治さんは、2016年11月19日午前6:32分に遠いところへ旅立ちました。

この写真は2009年7月に撮影をしたものです(治さんは二列目中央で帽子をかぶっています)。この時はまだ元気いっぱいで、私が突然「アメリカから来る合唱団の少年たちのホームステイ先を探しています。二人受け入れてもらえませんか?」とお願いしたときも、びっくりする程あっさりと、「ええよ」と言ってくれました。

1週間程度預かったと記憶しているのですが、毎日練習先への送迎があったり、思春期真っ只中の少年たちとの交流、食事の準備など、なかなかハードなスケジュールをホスト側も強いられました。内心(だいじょうぶかな〜)と心配していたのですが、我が家でも二人の少年を引き受けていたため、ほぼお任せ状態になっていました。しかし治さんは相手がどこの国の人であっても、全く問題ありませんでした。

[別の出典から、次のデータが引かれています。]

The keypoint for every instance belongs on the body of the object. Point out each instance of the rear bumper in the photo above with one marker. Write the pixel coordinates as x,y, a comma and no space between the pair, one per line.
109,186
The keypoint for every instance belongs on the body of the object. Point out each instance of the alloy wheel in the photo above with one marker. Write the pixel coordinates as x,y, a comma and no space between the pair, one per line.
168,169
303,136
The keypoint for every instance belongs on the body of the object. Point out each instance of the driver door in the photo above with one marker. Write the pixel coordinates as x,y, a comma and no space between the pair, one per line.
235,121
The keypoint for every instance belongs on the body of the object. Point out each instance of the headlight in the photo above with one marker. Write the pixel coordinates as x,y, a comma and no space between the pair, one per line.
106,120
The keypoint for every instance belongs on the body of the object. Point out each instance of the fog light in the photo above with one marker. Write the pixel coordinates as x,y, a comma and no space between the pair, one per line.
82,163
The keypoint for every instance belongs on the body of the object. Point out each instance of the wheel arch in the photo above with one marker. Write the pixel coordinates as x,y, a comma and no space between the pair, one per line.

英語は話せないのに、あーだこーだとうれしそうに話しかけ、少年たちがきょとんとしていても御構い無しでした。それでも、子供達は自分たちを好いてくれる人のことはわかります。そのうちに一緒になって大笑いしていることもあって、見ていて本当に楽しそうでした。

またある時は四国へお遍路に出かけ、宿で困っているドイツ人に遭遇、声をかけたところまではいいものの、お互いに何を言っているのかわからず、私の携帯に電話をかけてきたことがありました。電話越しにそのドイツ人とお話をしましたが、本当に困っていたようで、間に入って通訳をしてあげて、彼は無事に帰国することができました(その後、彼からは感謝のメールが届きました)。その話は治さん本人にとって、愉快な思い出として心に残ったようで、新潟に戻ってきてからも「あの時は助かった!」といたずらっこのような笑みを浮かべて、何度も話をしてくれたことを思い出します。

お葬式の時に、四国で暮らす治さんの兄弟や、一緒にお遍路の旅をしていた友人の方から、「あんたがそうやったかー!いろいろ楽しいことを持って来よる(息子の)嫁がいると治が言ってたけん!」(愛媛・松野町弁、間違ってたらすみません。こんな感じでした)といろいろな人たちから言われて、うれしさと寂しさで胸が苦しくなりました。

今でもときどき、なぜここに治さんがいないのか不思議に思うことがあります。
遊びにいくと、「おお〜風呂入れ〜」とまずは風呂(笑)からおもてなしが始まるのですが、あののんびりとした優しい声は今は聞こえてきません。

わたしもあなたも、誰もこの世界に永遠にとどまり続けることはできないとわかっています。でも本当にわかっているわけではなかったことを、こうして大事な人を亡くしてみて、激しく動揺する心や身体が教えてくれました。

この世界に生きて、そして死んでいくことは自然なことであると頭では理解していたと思っていたのだけれど、それでも時折、喉の奥がひりひり痛みます。

でもそれが生きているということなのですね。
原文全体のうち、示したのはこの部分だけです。